A couple follow-up stories on DOMA and what comes next. First of, the House GOP has to decide if it will stand in the way of married same sex service members receiving equal benefits. Towleroad.com reports:
The House GOP faces a decision on Thursday and must answer whether it will continue to defend laws limiting veterans benefits to heterosexual married couples, Buzzfeed reports:
“We’re reviewing the impact of the Supreme Court’s decision, and don’t have any announcement to make at this time,” House Speaker John Boehner’s spokesman, Michael Steel, told BuzzFeed on Wednesday when asked if the defense of the veterans’ statutes would continue. The day after the Supreme Court ruled in Edie Windsor’s challenge to section 3 of DOMA that the federal definition of marriage that excluded gay couples in DOMA is unconstitutional, Judge Richard Stearns asked the parties in another lawsuit, filed in federal court in Massachusetts and addressing the rights of service members and veterans and their spouses, to give “any reasons why judgment should not enter for plaintiffs in this case.”

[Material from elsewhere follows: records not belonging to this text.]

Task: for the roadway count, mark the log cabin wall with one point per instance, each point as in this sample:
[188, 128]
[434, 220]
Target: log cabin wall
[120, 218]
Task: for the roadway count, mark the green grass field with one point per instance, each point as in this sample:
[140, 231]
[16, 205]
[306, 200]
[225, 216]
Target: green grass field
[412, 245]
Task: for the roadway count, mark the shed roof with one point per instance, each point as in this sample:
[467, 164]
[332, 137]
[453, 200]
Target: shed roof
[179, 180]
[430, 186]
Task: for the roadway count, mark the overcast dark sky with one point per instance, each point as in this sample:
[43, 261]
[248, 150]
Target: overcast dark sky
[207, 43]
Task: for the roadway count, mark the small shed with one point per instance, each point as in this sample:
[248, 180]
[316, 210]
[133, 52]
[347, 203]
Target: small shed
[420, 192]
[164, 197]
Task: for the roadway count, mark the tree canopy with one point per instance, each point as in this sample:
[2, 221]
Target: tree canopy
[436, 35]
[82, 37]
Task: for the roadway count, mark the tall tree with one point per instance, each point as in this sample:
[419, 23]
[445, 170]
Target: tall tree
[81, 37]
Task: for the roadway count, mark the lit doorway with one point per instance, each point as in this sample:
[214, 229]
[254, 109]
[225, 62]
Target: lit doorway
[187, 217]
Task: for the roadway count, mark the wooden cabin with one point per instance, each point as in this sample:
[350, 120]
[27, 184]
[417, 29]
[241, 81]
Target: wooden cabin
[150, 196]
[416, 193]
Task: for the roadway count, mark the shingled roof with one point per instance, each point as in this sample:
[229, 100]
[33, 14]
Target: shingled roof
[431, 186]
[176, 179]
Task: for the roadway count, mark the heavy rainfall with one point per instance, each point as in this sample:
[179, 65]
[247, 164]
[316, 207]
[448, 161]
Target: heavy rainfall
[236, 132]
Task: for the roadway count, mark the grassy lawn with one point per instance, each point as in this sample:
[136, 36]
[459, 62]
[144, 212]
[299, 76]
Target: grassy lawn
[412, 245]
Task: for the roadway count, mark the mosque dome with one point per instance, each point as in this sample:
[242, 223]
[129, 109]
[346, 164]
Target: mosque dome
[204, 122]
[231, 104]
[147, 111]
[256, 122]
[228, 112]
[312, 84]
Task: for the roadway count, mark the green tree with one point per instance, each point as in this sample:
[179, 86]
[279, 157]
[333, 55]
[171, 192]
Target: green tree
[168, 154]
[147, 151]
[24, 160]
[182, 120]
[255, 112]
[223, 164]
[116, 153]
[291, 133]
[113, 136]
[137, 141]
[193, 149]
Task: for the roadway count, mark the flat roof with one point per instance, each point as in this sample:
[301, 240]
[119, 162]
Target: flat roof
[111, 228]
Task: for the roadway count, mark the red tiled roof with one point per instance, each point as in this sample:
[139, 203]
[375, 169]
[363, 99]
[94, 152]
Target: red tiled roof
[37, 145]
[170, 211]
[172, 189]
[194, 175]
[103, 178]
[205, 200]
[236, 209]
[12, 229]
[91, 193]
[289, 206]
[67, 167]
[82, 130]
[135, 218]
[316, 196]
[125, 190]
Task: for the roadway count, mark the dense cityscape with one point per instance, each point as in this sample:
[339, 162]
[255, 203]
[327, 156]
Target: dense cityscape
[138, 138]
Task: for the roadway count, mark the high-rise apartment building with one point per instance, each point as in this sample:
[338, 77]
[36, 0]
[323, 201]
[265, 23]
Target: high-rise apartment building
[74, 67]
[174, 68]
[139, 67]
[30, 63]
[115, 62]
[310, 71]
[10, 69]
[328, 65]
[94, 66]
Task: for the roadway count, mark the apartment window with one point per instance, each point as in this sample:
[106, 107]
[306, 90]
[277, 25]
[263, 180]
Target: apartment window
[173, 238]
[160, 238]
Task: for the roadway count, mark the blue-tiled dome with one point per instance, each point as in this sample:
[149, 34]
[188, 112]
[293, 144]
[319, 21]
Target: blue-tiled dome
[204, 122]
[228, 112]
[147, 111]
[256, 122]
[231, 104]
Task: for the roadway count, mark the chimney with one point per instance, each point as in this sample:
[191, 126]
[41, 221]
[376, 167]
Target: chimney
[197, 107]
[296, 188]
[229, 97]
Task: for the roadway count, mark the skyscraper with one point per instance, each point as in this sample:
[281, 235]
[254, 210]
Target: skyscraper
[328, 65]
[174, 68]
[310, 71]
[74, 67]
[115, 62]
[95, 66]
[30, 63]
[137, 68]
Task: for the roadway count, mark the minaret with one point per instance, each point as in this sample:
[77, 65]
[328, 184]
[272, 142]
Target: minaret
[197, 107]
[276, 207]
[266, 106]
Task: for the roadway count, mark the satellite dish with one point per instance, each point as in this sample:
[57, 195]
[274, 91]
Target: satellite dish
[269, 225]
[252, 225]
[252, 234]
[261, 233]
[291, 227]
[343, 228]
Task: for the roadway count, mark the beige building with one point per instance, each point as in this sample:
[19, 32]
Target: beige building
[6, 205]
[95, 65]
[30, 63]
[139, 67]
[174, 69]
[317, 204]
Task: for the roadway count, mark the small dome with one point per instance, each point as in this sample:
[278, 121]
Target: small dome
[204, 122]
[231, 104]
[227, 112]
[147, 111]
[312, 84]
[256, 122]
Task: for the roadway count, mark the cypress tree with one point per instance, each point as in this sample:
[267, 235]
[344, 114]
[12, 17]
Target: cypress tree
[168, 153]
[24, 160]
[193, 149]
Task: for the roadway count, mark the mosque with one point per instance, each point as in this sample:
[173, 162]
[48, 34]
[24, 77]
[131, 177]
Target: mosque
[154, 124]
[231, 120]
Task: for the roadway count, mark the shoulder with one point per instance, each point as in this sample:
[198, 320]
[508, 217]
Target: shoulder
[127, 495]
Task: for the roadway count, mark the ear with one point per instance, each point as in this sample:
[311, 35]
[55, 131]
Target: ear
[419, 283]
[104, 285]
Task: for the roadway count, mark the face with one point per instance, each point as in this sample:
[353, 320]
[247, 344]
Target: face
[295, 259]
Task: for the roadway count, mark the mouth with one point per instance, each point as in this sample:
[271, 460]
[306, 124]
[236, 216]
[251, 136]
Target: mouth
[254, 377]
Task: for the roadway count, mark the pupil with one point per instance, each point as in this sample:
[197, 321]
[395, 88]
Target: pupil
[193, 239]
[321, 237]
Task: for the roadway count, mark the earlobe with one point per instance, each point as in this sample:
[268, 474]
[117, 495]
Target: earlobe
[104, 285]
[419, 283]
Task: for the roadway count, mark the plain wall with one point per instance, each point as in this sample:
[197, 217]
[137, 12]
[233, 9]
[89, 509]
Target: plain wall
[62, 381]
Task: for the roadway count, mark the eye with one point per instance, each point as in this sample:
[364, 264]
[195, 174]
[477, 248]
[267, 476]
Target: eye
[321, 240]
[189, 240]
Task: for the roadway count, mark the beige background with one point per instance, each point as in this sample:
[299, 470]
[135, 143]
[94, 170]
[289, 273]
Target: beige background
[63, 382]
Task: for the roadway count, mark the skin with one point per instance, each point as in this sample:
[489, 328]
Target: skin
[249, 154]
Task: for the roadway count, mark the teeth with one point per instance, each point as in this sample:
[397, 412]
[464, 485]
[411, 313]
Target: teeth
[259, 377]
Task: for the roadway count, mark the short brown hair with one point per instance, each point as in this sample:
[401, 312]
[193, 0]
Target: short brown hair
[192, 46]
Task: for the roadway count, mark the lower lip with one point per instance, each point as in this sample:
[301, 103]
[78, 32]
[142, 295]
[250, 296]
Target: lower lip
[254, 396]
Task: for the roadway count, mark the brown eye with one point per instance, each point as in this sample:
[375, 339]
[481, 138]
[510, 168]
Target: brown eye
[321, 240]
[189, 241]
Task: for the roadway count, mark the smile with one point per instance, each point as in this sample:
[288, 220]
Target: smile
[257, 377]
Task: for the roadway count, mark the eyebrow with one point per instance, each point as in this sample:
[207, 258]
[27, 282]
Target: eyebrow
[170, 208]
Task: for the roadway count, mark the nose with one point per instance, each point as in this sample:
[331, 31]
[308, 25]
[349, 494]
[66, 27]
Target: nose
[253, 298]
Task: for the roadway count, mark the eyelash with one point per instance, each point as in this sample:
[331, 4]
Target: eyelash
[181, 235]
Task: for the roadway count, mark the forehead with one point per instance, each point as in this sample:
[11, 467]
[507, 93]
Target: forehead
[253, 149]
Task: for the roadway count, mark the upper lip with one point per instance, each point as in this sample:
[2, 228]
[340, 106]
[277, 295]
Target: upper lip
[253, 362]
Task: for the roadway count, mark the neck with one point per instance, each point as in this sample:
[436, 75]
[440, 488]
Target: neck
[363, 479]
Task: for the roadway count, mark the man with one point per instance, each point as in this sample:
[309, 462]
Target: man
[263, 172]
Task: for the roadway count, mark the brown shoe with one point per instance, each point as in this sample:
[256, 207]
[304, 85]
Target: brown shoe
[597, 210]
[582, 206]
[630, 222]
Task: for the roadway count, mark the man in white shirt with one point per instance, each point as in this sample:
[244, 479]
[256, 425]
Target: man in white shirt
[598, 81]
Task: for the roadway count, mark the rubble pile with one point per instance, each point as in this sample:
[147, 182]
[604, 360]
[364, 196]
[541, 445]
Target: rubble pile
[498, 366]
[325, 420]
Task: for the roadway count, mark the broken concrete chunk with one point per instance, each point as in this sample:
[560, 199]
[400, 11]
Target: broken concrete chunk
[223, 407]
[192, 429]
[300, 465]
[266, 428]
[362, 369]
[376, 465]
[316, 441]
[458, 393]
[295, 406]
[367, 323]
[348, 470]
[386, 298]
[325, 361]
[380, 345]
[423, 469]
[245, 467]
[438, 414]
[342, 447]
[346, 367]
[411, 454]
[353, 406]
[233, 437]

Also at Towleroad.com, Ari Ezra Waldman looks at Kennedy’s decision in the case:
Kennedy never suggested that DOMA’s federalism problem was the source of its unconstitutionality. Nor did he ever suggest that federalism issues were irrelevant. Instead, he argued that the enormity of DOMA’s federal overreach was a cue, a hint that something fishy is going on. Because Congress went out of its way to invade state prerogatives and because it did so to place a burden on the very class that certain states had already decided to honor, Congress’s audacity was suspicious. For Kennedy, DOMA’s federalism overreach was a symptom of some disease that required further investigation. Like stomach pains, a headache, and a persistent low-grade fever: a physician does not look at those three symptoms and immediately treat for cancer or HIV or Crohn’s Disease. Instead, she sees these symptoms as cues to do more tests and perhaps determine that a common virus is the culprit.
And finally, Jamie Rubenstein at Dot429 Magazine looks at the uncertainty left in the wake of the decisions on DOMA and Prop 8. One issue:
“The question I am anticipating from clients will be ‘should we amend our prior federal tax filings?’ and this question will have to wait for guidance from the IRS,” he said. “I would expect that the IRS would allow those who were married to file amended returns from the year they were legally married including years that would have expired under statute of limitations if a protective claim for refund was filed for those years (2009 & before).” The question will be, he continued, “is whether the IRS will require married couples to go back and file as MFJ (or MFS) even if doing so would cause them to recognize an increased income tax. If they do so, then I would expect them to waive any penalty or interest since the original filings were prepared in accordance with the law at the time.”
A lot of these issues will take some time and effort to work out.